Durante o ano decorrem, também, encontros das secções regionais…
– Tentamos sempre ter os melhores oradores e temas que possam cativar a audiência. As novidades na área da investigação não são primordiais para nós, o que nos interessa discutir é, sobretudo, os problemas que surgem no dia-a-dia da prática clínica.
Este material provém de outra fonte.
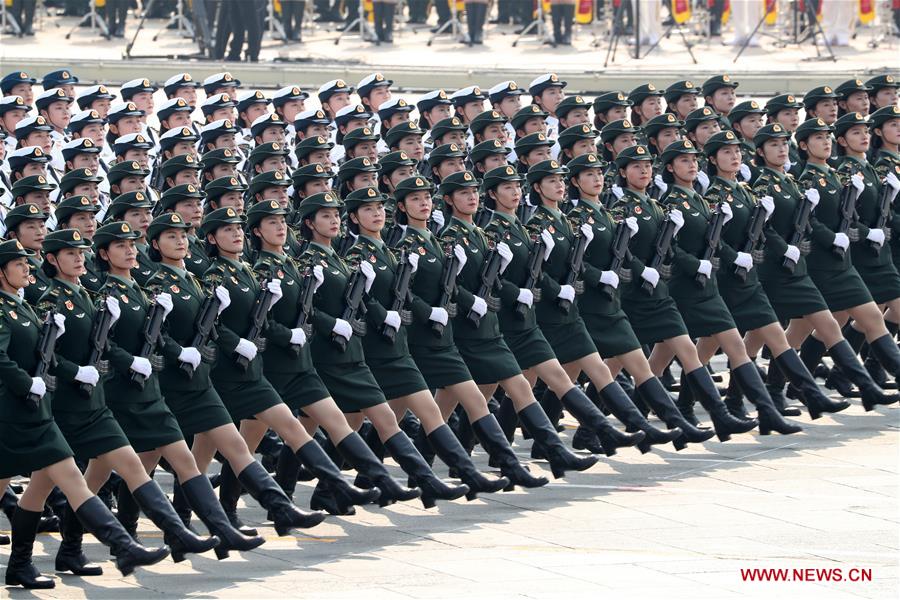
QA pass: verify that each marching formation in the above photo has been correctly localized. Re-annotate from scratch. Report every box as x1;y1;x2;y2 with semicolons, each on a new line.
0;69;900;588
Quais os temas para o próximo congresso?
– Ainda não estão decididos. Mas sem querer revelar, importa frisar que tentaremos dar um cunho forte às questões com as quais lidamos diariamente em áreas como a Dermatologia, a Ortopedia, a Medicina Interna ou a Endocrinologia, que preenchem mais os casos que aparecem nos centros de atendimento.

Portfólio da APMVEAC

A Associação Portuguesa de Médicos Veterinários Especialistas em Animais de Companhia (APMVEAC) desenvolve uma série de actividades.
– Organiza um programa de rastreio da dispepsia da anca, uma doença que afecta, sobretudo, o cão. O plano de controlo e despiste da doença consiste no seguinte: «os médicos veterinários tiram radiografias aos animais, enviam as imagens para a associação que, depois, envia o resultado da leitura. Paralelamente, temos um protocolo com o Clube Português de Canicultura que, por sua vez, reconhece os nossos resultados incluindo na sua lista quais os animais a quem foi detectada a doença. O objectivo é que os animais que tenham o problema não sejam utilizados como reprodutores e tentar, consequentemente, erradicar a doença», explica Joaquim Vieira Lopes, presidente da APMVEAC.
– Ministra cursos de aperfeiçoamento para auxiliares de consultórios. «A maioria destes funcionários trabalha nos centros de atendimento sem curso, apenas com o que a experiência profissional lhes ensinou. Existe já um curso de Enfermagem de Medicina Veterinária, mas só agora começam a sair os primeiros finalistas. Esta é uma forma de colmatar uma lacuna. No entanto, apenas podem frequentar o curso aqueles que tiverem sido inscritos por um médico veterinário», adverte o responsável.
– Anualmente, organiza encontros das secções regionais e encontros de Educação Contínua onde são abordados dois temas.
– Foram criados os Grupos de Interesse Especiais. «Cada associado pode escolher duas áreas. Temos já instituído a Ortopedia, a Medicina Felina e os Cuidados Intensivos, que começaram este ano. Temos outros grupos que vão ser aprovados na próxima assembleia-geral, por isso, esperamos que, em 2008, possa ocorrer o lançamento, a sério, desta secção da APMVEAC.
– Todos os anos é entregue o Prémio Marques de Almeida. O galardão visa premiar os trabalhos de médicos veterinários que melhor se distinguiram na área clínica e de cirurgia nos animais de companhia. O troféu, no valor de dois mil euros, é «totalmente suportado pela associação».

Perfil
Em mil e uma frentes

Natural de Avis, no Alentejo, Joaquim Vieira Lopes tem 50 anos e é licenciado em Medicina Veterinária pela Faculdade de Medicina Veterinária da Universidade Técnica de Lisboa. Já estudou na Universidade da Califórnia, passou pelo Colégio Militar de Lisboa, onde foi aspirante e oficinal médico veterinário. Recebeu um louvor pelo comandante da Escola Prática de Administração Militar, é membro da Comissão Instaladora do Colégio de Especialidade em Animais de Companhia e Desporto da Ordem dos Médicos Veterinários. Além de membro e fundador da Associação Portuguesa de Médicos Veterinários Especialistas em Animais de Companhia (APMVEAC), também ajudou a criar o Clube Português de Canicultura, de quem recebeu o emblema de prata, em 2005. Foi o proponente da criação do Grupo Europeu de Doenças Hereditárias da Federation of European Companion Animal Veterinary Associations (FECVA). Além de proprietário agrícola, dá assistência a animais de grande porte e exerce numa clínica em Cascais e é director clínico no Centro de Tratamento e Recolha de Animais Abandonados da Fundação S. Francisco de Assis, em Cascais.